Shortly after that, however, Holker Street became a key part of Barrow's financial problems. During the writing of gangster Curtis Warren's autobiography, Warren claimed to a journalist that he owned Holker Street. That claim led to a police investigation into Vaughan's activities, with the suspicion that he had been involved in money laundering for Warren. Vaughan was later cleared of all charges, but withdrew his financial backing from Barrow during the course of the investigation. That sent Barrow into administration, during which conflicts over the ownership of Holker Street were central. Vaughan had bought Holker Street from Barrow, transferring ownership to his company Northern Improvements. Vaughan paid Barrow £110,000 directly for the ground, claiming that the full value of £410,000 was made up by the £300,000 investment that he had made into the club whilst chairman. Following a long legal battle, lasting from 1998 to 2002, the transaction was eventually deemed improper and the newly formed Barrow ownership were able to regain ownership of the ground.

==Stadium==
Holker Street has remained unchanged since the redevelopment of the main stand in the mid-1990s. Described as having "a traditional, old fashioned feel", the ground has three sides of terracing and one all-seater Main Stand, the latter with a capacity of around 1,000. The Main Stand, backing onto Wilkie Road is raised above the central portion of the pitch, with flat standing on either side. The Popular Side now has the only covered terracing, opposite the Main Stand. This end is dominated by the CrossBar which houses the club's offices, and which somewhat damages the aesthetics of the ground. Between 1963 and 2017, the ground had large floodlighting structures in its four corners. Three of those were replaced by smaller floodlights; one was kept because it also functions as a mobile phone mast.
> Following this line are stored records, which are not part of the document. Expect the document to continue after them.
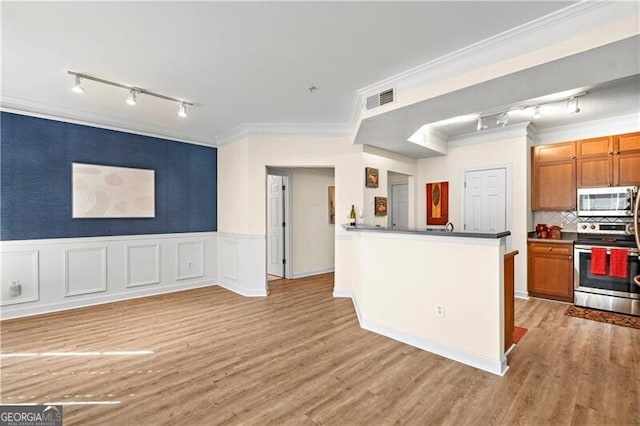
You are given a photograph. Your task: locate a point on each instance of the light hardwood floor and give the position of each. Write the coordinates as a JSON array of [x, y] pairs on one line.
[[299, 357]]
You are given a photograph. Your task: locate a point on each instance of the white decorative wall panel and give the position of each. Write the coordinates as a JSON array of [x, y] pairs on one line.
[[101, 269], [142, 264], [20, 277], [190, 260], [229, 256], [85, 271], [241, 259]]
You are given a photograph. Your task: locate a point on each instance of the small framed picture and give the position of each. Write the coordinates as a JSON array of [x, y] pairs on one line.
[[371, 177], [381, 206]]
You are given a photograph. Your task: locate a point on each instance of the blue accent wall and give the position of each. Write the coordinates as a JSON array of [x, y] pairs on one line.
[[35, 179]]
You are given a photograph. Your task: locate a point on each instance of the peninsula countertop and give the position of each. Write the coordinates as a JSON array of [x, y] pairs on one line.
[[431, 231]]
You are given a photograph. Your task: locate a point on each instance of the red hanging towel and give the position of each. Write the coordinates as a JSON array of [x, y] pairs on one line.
[[598, 261], [618, 263]]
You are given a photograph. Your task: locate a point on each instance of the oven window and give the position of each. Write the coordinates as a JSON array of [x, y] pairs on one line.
[[607, 282]]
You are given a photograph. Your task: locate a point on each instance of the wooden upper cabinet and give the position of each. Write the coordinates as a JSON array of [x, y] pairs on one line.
[[627, 143], [626, 159], [554, 186], [554, 152], [594, 171], [595, 147], [608, 161], [554, 177]]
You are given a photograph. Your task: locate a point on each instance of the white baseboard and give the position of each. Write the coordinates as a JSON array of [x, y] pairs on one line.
[[339, 293], [27, 311], [312, 273], [244, 291]]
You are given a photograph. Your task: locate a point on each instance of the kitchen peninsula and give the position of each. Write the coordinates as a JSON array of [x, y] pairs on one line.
[[433, 289]]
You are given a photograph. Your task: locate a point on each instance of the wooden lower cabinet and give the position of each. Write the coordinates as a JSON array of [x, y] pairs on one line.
[[550, 270], [509, 294]]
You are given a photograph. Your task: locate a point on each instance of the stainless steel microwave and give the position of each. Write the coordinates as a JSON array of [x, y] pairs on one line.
[[607, 201]]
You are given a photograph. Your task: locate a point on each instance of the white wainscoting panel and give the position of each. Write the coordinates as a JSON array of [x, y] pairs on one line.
[[142, 264], [95, 270], [242, 262], [229, 258], [21, 268], [190, 260], [85, 270]]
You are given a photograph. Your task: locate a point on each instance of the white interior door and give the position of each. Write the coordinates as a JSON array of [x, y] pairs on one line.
[[485, 200], [275, 226], [400, 205]]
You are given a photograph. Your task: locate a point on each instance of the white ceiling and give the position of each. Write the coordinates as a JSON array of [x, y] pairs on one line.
[[239, 62]]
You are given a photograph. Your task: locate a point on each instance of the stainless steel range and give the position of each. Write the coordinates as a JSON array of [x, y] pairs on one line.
[[606, 261]]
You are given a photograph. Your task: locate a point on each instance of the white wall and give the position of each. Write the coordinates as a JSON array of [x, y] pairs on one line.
[[66, 273], [242, 171], [403, 278], [312, 246], [511, 151]]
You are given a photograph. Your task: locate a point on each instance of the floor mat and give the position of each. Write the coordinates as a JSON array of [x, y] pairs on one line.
[[603, 316]]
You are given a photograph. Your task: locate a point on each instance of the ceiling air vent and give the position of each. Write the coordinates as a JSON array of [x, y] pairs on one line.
[[380, 99]]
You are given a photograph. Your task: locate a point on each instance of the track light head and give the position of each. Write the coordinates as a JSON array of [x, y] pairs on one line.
[[503, 119], [537, 112], [77, 87], [131, 99], [182, 110], [572, 105]]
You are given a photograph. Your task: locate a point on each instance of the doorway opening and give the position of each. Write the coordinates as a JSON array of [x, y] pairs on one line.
[[486, 195], [398, 191], [277, 230], [300, 235]]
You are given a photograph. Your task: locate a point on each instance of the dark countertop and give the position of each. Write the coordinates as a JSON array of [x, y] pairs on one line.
[[567, 238], [440, 232]]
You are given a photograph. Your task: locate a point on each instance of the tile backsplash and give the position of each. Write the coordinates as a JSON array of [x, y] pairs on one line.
[[569, 220]]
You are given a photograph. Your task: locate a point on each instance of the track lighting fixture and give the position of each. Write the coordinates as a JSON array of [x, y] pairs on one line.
[[131, 99], [182, 110], [77, 87], [133, 91]]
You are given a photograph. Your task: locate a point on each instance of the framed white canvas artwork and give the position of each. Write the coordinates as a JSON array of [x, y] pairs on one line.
[[112, 192]]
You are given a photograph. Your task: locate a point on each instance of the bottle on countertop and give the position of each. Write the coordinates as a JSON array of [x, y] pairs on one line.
[[352, 216]]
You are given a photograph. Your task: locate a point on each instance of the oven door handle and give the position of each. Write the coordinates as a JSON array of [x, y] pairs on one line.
[[636, 221], [587, 249]]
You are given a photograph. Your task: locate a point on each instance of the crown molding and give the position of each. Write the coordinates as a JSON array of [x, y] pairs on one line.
[[538, 31], [56, 113]]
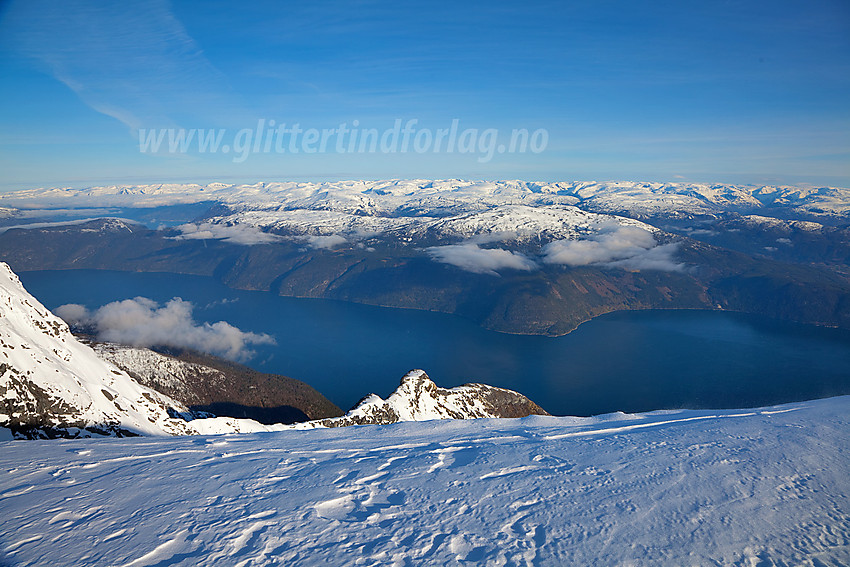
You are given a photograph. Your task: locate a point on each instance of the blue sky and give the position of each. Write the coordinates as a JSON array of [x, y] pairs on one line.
[[739, 92]]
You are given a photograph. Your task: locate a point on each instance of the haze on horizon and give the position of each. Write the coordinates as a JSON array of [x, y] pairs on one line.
[[733, 93]]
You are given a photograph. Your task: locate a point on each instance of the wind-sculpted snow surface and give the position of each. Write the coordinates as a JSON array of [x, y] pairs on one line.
[[750, 487], [439, 198]]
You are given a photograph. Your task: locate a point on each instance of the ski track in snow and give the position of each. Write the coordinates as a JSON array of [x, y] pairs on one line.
[[760, 487]]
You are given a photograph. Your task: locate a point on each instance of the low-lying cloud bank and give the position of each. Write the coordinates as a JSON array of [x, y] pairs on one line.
[[143, 322], [473, 258], [626, 247], [237, 234]]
The stadium also has basic catering facilities on match days.

The roof of the Main Stand suffered minor damage on 16 October 2017, as a result of Hurricane Ophelia. In 2020, a roof was built on the Holker Street End of the ground after the club had won promotion back to the Football League.
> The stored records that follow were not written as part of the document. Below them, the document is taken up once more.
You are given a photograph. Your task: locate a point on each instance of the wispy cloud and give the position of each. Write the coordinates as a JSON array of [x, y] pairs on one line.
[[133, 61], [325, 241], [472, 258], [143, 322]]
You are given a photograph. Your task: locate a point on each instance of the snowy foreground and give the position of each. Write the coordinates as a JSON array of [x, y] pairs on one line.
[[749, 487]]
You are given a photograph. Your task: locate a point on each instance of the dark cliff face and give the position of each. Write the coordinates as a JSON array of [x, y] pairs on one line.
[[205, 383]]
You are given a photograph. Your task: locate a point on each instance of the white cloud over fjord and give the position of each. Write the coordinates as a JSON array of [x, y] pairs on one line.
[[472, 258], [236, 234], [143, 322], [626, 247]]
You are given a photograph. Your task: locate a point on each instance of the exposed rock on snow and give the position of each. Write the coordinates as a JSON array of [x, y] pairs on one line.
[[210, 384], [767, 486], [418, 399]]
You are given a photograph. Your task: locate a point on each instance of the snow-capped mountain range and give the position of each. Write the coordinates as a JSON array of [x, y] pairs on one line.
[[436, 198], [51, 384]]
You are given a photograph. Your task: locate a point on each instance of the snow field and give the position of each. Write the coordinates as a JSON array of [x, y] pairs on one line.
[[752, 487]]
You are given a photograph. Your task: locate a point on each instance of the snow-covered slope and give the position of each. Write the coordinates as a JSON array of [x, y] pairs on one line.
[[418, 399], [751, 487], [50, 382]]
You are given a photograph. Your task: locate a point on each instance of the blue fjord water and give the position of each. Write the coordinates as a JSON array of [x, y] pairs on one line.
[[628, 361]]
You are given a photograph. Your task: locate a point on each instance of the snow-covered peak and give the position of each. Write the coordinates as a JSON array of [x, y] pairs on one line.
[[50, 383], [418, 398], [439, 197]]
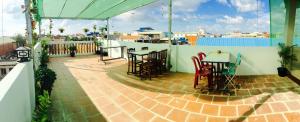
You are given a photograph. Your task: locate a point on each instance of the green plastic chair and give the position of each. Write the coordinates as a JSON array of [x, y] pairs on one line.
[[230, 73]]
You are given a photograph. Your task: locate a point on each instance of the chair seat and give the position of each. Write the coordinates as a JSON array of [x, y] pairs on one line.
[[207, 66], [230, 71], [205, 72], [231, 65]]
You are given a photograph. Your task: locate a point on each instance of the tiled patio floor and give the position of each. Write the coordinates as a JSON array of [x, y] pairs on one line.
[[87, 89]]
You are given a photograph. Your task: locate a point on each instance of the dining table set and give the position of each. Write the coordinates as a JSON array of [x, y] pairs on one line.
[[218, 69], [146, 63]]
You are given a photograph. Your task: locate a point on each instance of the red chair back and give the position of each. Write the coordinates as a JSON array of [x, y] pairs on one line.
[[201, 55], [196, 63]]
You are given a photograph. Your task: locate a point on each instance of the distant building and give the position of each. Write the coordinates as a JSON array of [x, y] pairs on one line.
[[7, 45], [145, 29], [191, 37], [6, 67]]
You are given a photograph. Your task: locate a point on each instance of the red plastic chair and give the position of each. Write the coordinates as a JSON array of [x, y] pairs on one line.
[[200, 71], [201, 56]]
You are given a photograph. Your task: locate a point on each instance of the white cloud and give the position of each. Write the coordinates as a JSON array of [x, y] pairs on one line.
[[224, 2], [13, 18], [230, 20], [247, 5], [187, 5]]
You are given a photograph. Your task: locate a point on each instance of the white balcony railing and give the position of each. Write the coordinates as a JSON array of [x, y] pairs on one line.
[[17, 94], [61, 48]]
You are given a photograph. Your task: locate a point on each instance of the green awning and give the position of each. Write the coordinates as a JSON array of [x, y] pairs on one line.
[[87, 9]]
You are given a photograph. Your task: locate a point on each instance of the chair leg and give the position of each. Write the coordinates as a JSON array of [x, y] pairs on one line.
[[196, 80]]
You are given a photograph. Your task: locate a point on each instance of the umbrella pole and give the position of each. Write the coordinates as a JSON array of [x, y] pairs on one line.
[[170, 33]]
On 19 July 2022, it was announced that Holker Street would be renamed to the SO Legal Stadium following an agreement with SO Legal Ltd. The deal ran until the end of the 2023/24 season.

On May 12 2023, the club announced the renovation of two new temporary stands, made from scaffolding and sheeting, to be erected into the Wilkie Road side of the stadium accommodating both home and away supporters. Some 923 seats were added (371 for home supporters and 552 for away supporters) as well as the instalment of 196 seats into the Steelworks End of the ground.